India International Spiritual Art Festival explores inner peace


Nettipattam, a golden mask that decorates the foreheads of elephants during temple festivals in Kerala, appears in a glittering and colourful replica at the ongoing India International Spiritual Art Festival. Apart from artist Shobha Prem’s ethnic nettipattam, crafted using gold plated fibre domes, there are several other exhibits that occupy a pride of place at the virtual show ( that runs for 100 days till November 8, 2021.

Over 70 artists from India, Poland, South Africa and Oman showcase their art and sculptures themed on meditation, awakening, spirituality, wisdom and inner peace. Artist Vernika Singh’s graceful sculptures, made in aluminium and mild steel, shows humans in Surya-namaskar poses highlighting postures, movements, and gestures. The raw figures that focus on the anatomy rather than facial features draws a viewer immediately. Pune-based Manasa Priya makes crochet art work inspired by children and Kuppaana Kandgal’s oil paintings highlight calming textures. Ishrath Humairah creates mysterious landscapes in abstract textures that revolve around rocks, trees, and Nature.
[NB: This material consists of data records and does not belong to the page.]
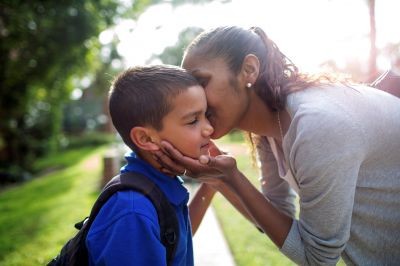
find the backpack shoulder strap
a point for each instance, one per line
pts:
(169, 227)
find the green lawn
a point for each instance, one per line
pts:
(37, 217)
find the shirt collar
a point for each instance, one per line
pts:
(172, 187)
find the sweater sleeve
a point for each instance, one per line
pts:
(325, 156)
(274, 188)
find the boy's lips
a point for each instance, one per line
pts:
(207, 145)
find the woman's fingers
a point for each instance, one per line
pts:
(168, 164)
(177, 156)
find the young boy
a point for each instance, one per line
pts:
(147, 105)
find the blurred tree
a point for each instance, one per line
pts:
(173, 54)
(44, 44)
(46, 48)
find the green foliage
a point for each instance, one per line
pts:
(38, 216)
(45, 45)
(173, 54)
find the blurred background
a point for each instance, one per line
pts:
(58, 58)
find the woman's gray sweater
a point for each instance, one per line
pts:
(343, 148)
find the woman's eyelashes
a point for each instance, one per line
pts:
(202, 81)
(193, 121)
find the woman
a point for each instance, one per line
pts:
(336, 145)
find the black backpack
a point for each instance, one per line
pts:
(74, 252)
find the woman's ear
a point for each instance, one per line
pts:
(144, 138)
(250, 68)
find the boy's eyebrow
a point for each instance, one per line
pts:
(195, 113)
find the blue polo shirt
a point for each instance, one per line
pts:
(126, 230)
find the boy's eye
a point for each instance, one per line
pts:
(208, 114)
(194, 121)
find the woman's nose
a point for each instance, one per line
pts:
(208, 129)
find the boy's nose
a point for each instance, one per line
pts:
(208, 129)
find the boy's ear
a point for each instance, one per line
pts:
(250, 68)
(144, 138)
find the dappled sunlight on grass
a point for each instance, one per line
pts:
(38, 216)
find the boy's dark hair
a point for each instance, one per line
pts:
(141, 96)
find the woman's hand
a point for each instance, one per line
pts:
(216, 166)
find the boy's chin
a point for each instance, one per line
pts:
(197, 155)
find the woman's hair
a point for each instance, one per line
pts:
(278, 76)
(141, 96)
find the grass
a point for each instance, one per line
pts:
(37, 217)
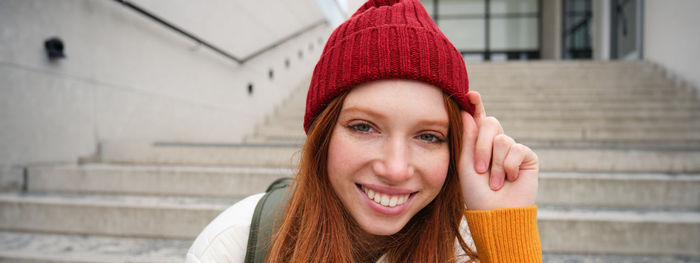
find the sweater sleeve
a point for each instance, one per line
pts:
(506, 235)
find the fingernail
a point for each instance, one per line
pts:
(495, 182)
(480, 167)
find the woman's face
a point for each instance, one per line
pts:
(388, 156)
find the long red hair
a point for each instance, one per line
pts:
(315, 226)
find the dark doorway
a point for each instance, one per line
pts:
(577, 23)
(626, 31)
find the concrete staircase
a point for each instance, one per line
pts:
(620, 182)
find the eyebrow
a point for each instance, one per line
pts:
(372, 113)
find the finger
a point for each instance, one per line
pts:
(501, 146)
(513, 160)
(488, 129)
(530, 159)
(469, 135)
(479, 111)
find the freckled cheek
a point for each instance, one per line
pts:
(435, 169)
(345, 156)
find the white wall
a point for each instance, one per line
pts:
(127, 78)
(672, 37)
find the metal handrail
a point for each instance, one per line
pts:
(214, 48)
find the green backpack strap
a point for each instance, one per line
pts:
(261, 227)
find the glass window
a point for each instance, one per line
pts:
(514, 33)
(460, 7)
(465, 34)
(514, 7)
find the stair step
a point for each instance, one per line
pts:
(608, 258)
(633, 160)
(577, 159)
(38, 247)
(641, 190)
(615, 231)
(199, 154)
(654, 232)
(128, 216)
(556, 188)
(234, 182)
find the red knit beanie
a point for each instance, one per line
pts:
(386, 39)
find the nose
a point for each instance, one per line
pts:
(394, 164)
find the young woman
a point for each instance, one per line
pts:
(398, 155)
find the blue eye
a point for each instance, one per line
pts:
(430, 138)
(362, 127)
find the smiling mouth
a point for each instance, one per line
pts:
(387, 200)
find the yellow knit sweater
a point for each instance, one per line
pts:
(506, 235)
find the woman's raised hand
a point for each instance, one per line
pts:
(495, 171)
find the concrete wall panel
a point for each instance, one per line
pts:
(672, 38)
(126, 77)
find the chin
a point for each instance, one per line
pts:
(382, 229)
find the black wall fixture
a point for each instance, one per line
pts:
(54, 48)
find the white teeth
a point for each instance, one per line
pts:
(385, 199)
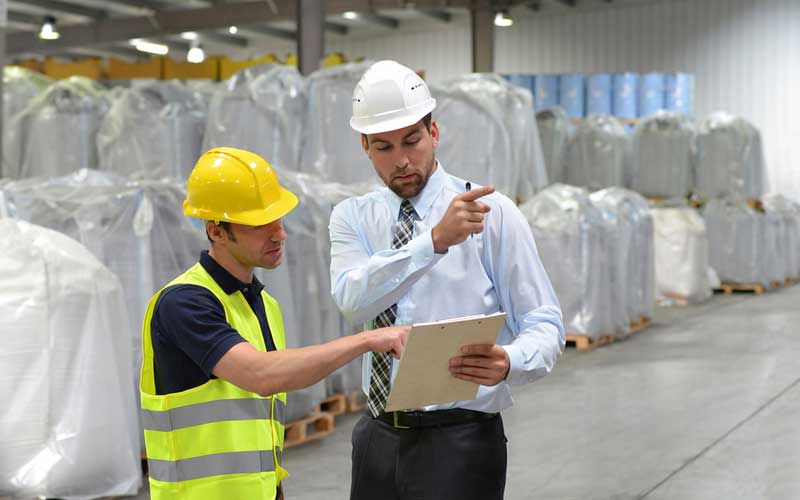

Mauli Shah’s kaleidoscope series in water colours captures the mundane.

“The art show is an expression of emotions including love, compassion, enlightenment, knowledge, sisterhood, brotherhood, forgiveness and more,” says Blake Willis, a professor of anthropology and education at Fielding Graduate University in California in a video message on the website. “It gives an international platform to deserving artists to showcase their work. We are looking forward to enjoying art and the stories behind the creations.”

Festival director Kalki Subramaniam, who is also a transgender activist and author, says the festival supports upcoming artists and a Delhi-based artist sold five pieces in a week’s time. “During the pandemic, spiritual strength is something we can rely on to stay calm,” she adds.

The festival features works by Canberra-based artist, Gautam Jhanjee. His collection of calligraphic art draws from the rich cultures of his home town as well as Maharashtrian and Punjabi influences from India, Oman, Germany, UK and Australia. Bridget Paul Shibu who curated the show with Kalki, says the spotlight is on lesser-known artists and their experiments using myriad media. “Muthiah Kasi from Auroville sticks to using ethnic, non-toxic soil colours. Mumbai- based Nandkumar Yashwant Kulaye works with wood, metal, fibre glass and sandstone to create abstract constructions. The show has been an eye-opener.”